Nevertheless, if you like being able to use console-style controls and want to play the latest Android games without spending several hundred dollars more, this device is worth taking a look at.
Qualcomm Mobile Development Platform
Got a spare $1,300 to spend on a new tablet? No, of course you don’t. But if you did, you could spend it on this monstrosity. It comes with the obscenely powerful quad-core Snapdragon APQ8064 CPU, an Adreno 320 GPU, two gigabytes of RAM, and a 13-megapixel camera. There’s probably some sort of emergency self-destruct device built in as well, just in case it turns out to be hostile to humanity when it inevitably becomes sentient, but that’s not the kind of thing companies like to talk to the press about.

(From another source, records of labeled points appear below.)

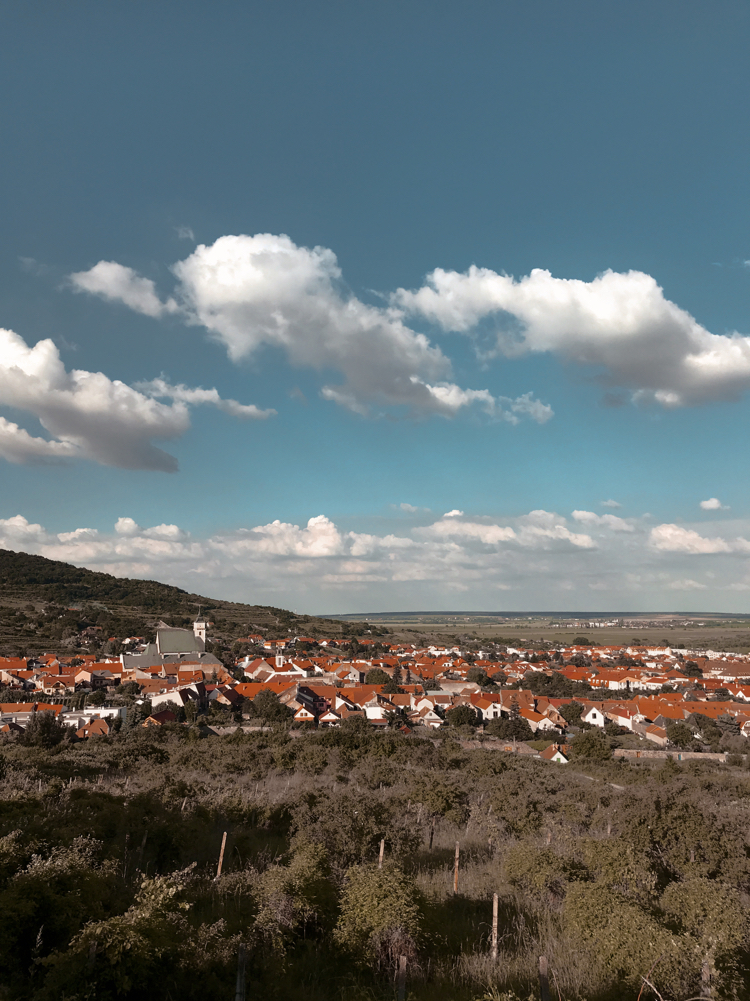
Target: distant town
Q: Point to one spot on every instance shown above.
(521, 701)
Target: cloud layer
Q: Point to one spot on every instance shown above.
(620, 324)
(254, 292)
(535, 561)
(88, 415)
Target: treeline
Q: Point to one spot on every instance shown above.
(46, 604)
(613, 871)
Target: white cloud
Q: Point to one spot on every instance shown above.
(538, 530)
(320, 538)
(117, 283)
(159, 387)
(675, 539)
(87, 414)
(620, 323)
(251, 292)
(541, 528)
(713, 504)
(606, 521)
(535, 561)
(17, 445)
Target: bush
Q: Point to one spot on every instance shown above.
(380, 915)
(593, 745)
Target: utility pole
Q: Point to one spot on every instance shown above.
(221, 855)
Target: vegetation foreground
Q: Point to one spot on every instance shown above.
(615, 872)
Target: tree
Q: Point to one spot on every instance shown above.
(267, 706)
(571, 713)
(462, 716)
(680, 735)
(44, 730)
(380, 915)
(376, 676)
(514, 727)
(592, 745)
(397, 719)
(393, 686)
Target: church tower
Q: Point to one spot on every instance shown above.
(199, 627)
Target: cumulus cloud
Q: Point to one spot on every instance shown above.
(713, 504)
(117, 283)
(319, 538)
(675, 539)
(251, 292)
(17, 445)
(606, 521)
(536, 530)
(87, 414)
(534, 561)
(620, 323)
(159, 387)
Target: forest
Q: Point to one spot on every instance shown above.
(631, 879)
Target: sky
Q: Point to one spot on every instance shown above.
(348, 307)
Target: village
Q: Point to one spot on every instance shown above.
(520, 701)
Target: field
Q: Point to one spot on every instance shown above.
(710, 632)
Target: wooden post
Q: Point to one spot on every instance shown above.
(706, 979)
(544, 980)
(402, 978)
(495, 928)
(239, 990)
(221, 855)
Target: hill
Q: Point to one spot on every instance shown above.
(47, 605)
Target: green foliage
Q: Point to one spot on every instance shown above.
(515, 726)
(621, 938)
(646, 867)
(680, 735)
(153, 939)
(380, 914)
(711, 913)
(593, 745)
(376, 676)
(267, 707)
(528, 866)
(294, 897)
(462, 716)
(44, 730)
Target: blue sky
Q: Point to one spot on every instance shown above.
(452, 276)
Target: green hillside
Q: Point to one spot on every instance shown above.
(46, 605)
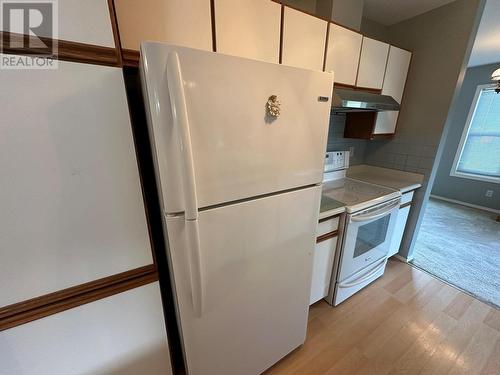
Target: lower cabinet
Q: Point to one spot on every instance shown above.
(122, 334)
(324, 255)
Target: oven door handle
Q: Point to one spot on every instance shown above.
(368, 276)
(377, 214)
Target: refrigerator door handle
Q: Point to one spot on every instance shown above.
(181, 120)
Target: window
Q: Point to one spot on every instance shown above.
(478, 154)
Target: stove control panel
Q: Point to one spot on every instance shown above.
(336, 160)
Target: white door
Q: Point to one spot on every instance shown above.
(398, 64)
(399, 230)
(121, 334)
(238, 150)
(372, 63)
(304, 39)
(181, 22)
(367, 237)
(256, 261)
(248, 28)
(71, 203)
(342, 57)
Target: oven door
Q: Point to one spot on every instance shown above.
(367, 237)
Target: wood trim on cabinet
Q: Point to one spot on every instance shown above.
(327, 236)
(352, 87)
(405, 205)
(66, 50)
(212, 22)
(116, 32)
(328, 218)
(49, 304)
(130, 57)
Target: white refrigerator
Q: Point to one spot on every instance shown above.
(240, 188)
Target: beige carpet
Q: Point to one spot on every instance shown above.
(461, 245)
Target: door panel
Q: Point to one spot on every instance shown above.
(257, 264)
(248, 28)
(344, 47)
(238, 150)
(366, 242)
(72, 206)
(304, 38)
(372, 63)
(180, 22)
(122, 334)
(324, 255)
(399, 230)
(83, 22)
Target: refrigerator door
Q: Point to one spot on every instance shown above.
(256, 258)
(238, 150)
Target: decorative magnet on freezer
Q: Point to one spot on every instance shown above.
(273, 106)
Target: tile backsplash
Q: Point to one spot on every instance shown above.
(337, 142)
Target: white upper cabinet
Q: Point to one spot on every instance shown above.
(85, 21)
(372, 63)
(304, 38)
(344, 47)
(248, 28)
(182, 22)
(398, 64)
(72, 206)
(396, 72)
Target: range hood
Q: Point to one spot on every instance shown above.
(345, 100)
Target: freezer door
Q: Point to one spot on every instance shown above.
(238, 150)
(256, 266)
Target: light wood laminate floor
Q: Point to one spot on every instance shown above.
(406, 322)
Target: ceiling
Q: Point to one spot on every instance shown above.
(389, 12)
(486, 48)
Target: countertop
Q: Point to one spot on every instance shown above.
(392, 178)
(330, 207)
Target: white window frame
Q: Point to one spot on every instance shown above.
(465, 133)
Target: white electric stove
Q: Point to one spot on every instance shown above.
(369, 224)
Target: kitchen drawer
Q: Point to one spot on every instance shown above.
(407, 198)
(324, 255)
(327, 225)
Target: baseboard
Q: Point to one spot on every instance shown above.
(402, 259)
(466, 204)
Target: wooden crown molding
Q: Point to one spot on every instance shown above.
(66, 50)
(327, 236)
(49, 304)
(130, 57)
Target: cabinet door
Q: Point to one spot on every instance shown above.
(399, 230)
(122, 334)
(344, 47)
(304, 38)
(324, 254)
(80, 21)
(248, 28)
(398, 63)
(372, 63)
(72, 206)
(182, 22)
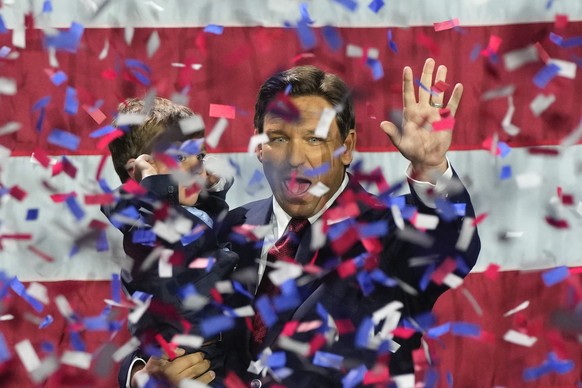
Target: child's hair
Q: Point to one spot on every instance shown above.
(160, 128)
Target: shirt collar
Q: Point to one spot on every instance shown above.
(282, 218)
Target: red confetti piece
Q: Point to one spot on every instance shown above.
(492, 271)
(99, 199)
(446, 25)
(41, 156)
(40, 254)
(561, 21)
(226, 111)
(18, 193)
(105, 140)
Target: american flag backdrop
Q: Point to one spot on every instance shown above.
(66, 64)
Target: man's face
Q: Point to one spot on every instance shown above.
(293, 150)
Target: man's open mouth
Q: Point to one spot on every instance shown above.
(297, 186)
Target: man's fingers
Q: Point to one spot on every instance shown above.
(426, 80)
(455, 99)
(441, 76)
(408, 98)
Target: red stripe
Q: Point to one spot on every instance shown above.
(236, 62)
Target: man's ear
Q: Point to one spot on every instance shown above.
(130, 168)
(350, 144)
(259, 148)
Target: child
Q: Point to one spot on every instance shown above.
(172, 225)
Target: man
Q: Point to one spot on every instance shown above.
(363, 264)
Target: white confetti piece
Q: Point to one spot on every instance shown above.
(191, 125)
(466, 235)
(153, 44)
(80, 360)
(425, 221)
(452, 281)
(104, 51)
(10, 127)
(27, 355)
(520, 307)
(193, 341)
(528, 180)
(515, 59)
(567, 69)
(125, 349)
(325, 120)
(255, 140)
(130, 119)
(38, 292)
(7, 86)
(214, 136)
(541, 103)
(515, 337)
(318, 189)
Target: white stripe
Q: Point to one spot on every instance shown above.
(274, 13)
(520, 213)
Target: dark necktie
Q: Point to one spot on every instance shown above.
(284, 249)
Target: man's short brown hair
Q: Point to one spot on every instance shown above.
(160, 128)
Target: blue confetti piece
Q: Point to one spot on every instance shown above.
(214, 29)
(277, 360)
(77, 342)
(373, 229)
(75, 208)
(143, 236)
(71, 102)
(20, 290)
(101, 243)
(241, 290)
(41, 103)
(365, 282)
(306, 35)
(363, 333)
(555, 275)
(332, 37)
(32, 214)
(47, 6)
(440, 330)
(59, 78)
(3, 29)
(102, 131)
(376, 67)
(376, 5)
(425, 280)
(504, 148)
(465, 329)
(545, 75)
(214, 325)
(4, 351)
(354, 377)
(263, 305)
(328, 360)
(349, 4)
(391, 43)
(305, 13)
(380, 277)
(46, 321)
(505, 172)
(115, 288)
(64, 139)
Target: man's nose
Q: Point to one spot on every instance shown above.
(296, 153)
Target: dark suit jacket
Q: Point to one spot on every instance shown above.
(343, 298)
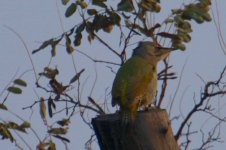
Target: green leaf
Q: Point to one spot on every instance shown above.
(52, 146)
(25, 124)
(58, 130)
(64, 2)
(80, 28)
(69, 48)
(42, 109)
(20, 82)
(76, 77)
(70, 10)
(62, 138)
(83, 4)
(63, 122)
(44, 45)
(2, 106)
(99, 3)
(78, 39)
(14, 90)
(150, 5)
(92, 12)
(125, 5)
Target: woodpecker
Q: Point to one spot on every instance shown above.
(135, 83)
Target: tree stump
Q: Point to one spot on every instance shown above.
(151, 130)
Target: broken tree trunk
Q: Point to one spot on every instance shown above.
(151, 130)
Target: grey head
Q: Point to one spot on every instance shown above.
(151, 50)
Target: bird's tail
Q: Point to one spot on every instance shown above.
(127, 117)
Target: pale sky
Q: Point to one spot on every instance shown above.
(38, 20)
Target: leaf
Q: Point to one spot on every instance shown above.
(83, 4)
(52, 146)
(108, 28)
(5, 133)
(2, 106)
(15, 126)
(64, 2)
(80, 28)
(76, 77)
(51, 105)
(71, 10)
(69, 48)
(63, 122)
(99, 3)
(42, 110)
(62, 138)
(78, 39)
(49, 72)
(14, 90)
(92, 12)
(168, 35)
(25, 124)
(44, 45)
(58, 131)
(125, 5)
(20, 82)
(150, 5)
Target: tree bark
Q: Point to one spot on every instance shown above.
(151, 130)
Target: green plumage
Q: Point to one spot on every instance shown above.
(135, 83)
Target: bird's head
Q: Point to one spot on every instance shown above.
(152, 51)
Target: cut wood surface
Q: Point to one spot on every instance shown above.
(151, 130)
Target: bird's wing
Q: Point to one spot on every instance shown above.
(131, 81)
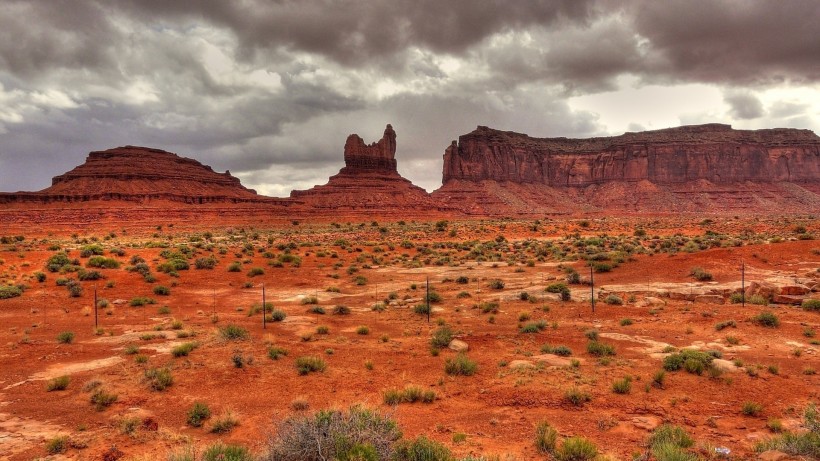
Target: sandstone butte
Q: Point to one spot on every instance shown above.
(703, 168)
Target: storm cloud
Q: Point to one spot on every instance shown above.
(271, 89)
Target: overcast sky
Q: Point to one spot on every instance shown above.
(271, 89)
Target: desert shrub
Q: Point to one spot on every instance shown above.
(767, 319)
(223, 452)
(159, 379)
(91, 250)
(7, 292)
(58, 445)
(699, 274)
(58, 384)
(197, 414)
(545, 437)
(614, 300)
(442, 337)
(622, 386)
(695, 362)
(576, 396)
(751, 408)
(600, 349)
(103, 262)
(255, 271)
(811, 305)
(576, 449)
(65, 337)
(560, 288)
(224, 423)
(277, 315)
(460, 365)
(205, 263)
(183, 349)
(233, 332)
(307, 364)
(725, 324)
(275, 352)
(357, 434)
(102, 399)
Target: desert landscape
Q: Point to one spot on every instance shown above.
(212, 321)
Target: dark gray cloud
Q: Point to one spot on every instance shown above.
(271, 89)
(743, 105)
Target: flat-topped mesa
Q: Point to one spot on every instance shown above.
(377, 156)
(713, 152)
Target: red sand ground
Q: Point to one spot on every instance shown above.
(496, 409)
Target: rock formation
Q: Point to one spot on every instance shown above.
(141, 174)
(692, 168)
(369, 182)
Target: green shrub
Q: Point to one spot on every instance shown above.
(183, 349)
(233, 332)
(460, 365)
(600, 349)
(622, 386)
(103, 262)
(255, 271)
(576, 449)
(198, 413)
(421, 449)
(442, 337)
(767, 319)
(750, 408)
(358, 434)
(102, 399)
(275, 352)
(545, 437)
(308, 364)
(699, 274)
(65, 337)
(7, 292)
(58, 445)
(576, 396)
(808, 305)
(58, 384)
(614, 300)
(222, 452)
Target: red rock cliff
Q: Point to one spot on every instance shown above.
(713, 152)
(704, 168)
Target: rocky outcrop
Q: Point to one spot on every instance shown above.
(369, 182)
(692, 168)
(141, 174)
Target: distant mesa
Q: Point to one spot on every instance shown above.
(142, 174)
(369, 181)
(702, 168)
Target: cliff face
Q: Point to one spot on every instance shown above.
(369, 182)
(715, 153)
(140, 174)
(691, 168)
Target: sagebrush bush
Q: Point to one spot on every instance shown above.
(359, 433)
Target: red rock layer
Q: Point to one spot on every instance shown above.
(692, 168)
(141, 174)
(369, 182)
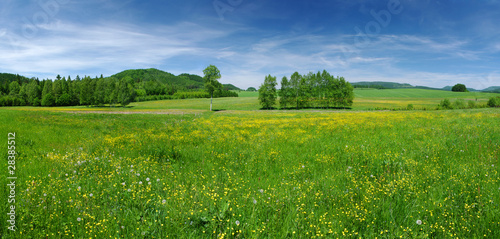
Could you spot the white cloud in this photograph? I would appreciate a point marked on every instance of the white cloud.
(108, 48)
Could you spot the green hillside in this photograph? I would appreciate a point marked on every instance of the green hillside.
(181, 81)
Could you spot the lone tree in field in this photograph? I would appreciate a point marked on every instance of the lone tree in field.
(268, 93)
(212, 74)
(459, 88)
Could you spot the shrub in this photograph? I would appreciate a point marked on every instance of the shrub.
(494, 102)
(64, 100)
(459, 104)
(459, 88)
(410, 107)
(48, 100)
(471, 104)
(446, 104)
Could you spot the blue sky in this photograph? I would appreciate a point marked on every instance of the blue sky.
(431, 43)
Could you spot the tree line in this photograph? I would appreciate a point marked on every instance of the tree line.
(320, 90)
(98, 91)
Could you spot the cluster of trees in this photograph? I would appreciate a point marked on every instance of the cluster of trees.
(68, 92)
(459, 88)
(119, 89)
(320, 90)
(379, 87)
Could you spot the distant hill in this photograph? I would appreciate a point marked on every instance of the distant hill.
(382, 84)
(181, 81)
(230, 87)
(495, 89)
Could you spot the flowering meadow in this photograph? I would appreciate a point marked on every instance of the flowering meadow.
(254, 174)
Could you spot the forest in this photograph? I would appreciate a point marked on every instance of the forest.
(320, 90)
(119, 89)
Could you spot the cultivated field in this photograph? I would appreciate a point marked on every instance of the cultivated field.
(240, 173)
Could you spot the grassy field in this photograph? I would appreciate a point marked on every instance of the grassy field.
(366, 99)
(253, 174)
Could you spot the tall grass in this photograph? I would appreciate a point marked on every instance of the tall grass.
(257, 175)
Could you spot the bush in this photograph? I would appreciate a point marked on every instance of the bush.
(48, 100)
(459, 88)
(64, 100)
(459, 104)
(36, 102)
(446, 104)
(471, 104)
(494, 102)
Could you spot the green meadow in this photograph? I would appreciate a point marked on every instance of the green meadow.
(172, 169)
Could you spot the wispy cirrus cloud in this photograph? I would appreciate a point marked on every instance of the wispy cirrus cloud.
(108, 47)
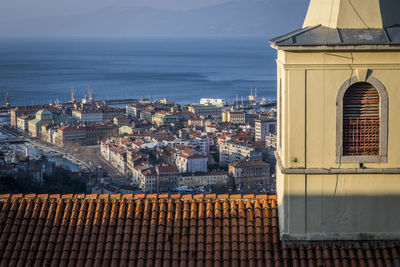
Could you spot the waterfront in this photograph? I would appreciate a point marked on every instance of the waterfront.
(184, 70)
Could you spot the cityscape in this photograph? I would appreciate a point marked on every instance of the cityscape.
(150, 146)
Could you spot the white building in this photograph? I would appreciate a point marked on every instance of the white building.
(190, 160)
(212, 101)
(263, 128)
(230, 151)
(88, 115)
(203, 179)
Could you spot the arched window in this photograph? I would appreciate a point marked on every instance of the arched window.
(361, 120)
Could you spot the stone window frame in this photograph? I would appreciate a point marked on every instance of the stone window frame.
(383, 116)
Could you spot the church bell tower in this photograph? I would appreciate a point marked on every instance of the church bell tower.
(338, 94)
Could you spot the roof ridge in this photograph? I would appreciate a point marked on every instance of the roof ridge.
(139, 196)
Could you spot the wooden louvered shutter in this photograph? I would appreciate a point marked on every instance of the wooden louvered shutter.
(361, 122)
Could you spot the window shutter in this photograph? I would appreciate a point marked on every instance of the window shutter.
(361, 124)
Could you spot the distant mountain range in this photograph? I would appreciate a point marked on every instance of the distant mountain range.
(239, 18)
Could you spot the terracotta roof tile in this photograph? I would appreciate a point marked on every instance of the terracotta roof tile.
(157, 230)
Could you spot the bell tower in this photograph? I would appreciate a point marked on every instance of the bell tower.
(338, 153)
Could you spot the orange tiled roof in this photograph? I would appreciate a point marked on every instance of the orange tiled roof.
(164, 230)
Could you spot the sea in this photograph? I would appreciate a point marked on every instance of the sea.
(42, 71)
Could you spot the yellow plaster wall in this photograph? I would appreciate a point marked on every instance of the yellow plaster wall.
(334, 206)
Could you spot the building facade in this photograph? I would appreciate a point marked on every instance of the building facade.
(230, 151)
(250, 174)
(263, 128)
(338, 160)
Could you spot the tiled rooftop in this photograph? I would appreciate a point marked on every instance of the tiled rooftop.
(164, 230)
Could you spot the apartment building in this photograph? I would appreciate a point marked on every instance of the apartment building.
(263, 128)
(231, 151)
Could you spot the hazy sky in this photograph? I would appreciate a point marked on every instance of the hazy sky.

As the name suggests, this wasn’t made for the consumer market. Qualcomm created it for developers to try out the latest iteration of the company’s Snapdragon processors, but in principle there’s no reason you can’t buy one yourself if you have that kind of money to blow on handheld electronic gadgetry. Which you don’t, unless Hardcore Droid is doing much better with the oil baron and international diamond thief demographics than I’ve been led to believe. Nevertheless, if you ever wanted to be able to play Shadowgun at maximum frame rate while running complex global climate modeling programs or nuclear blast simulations in the background, now you can.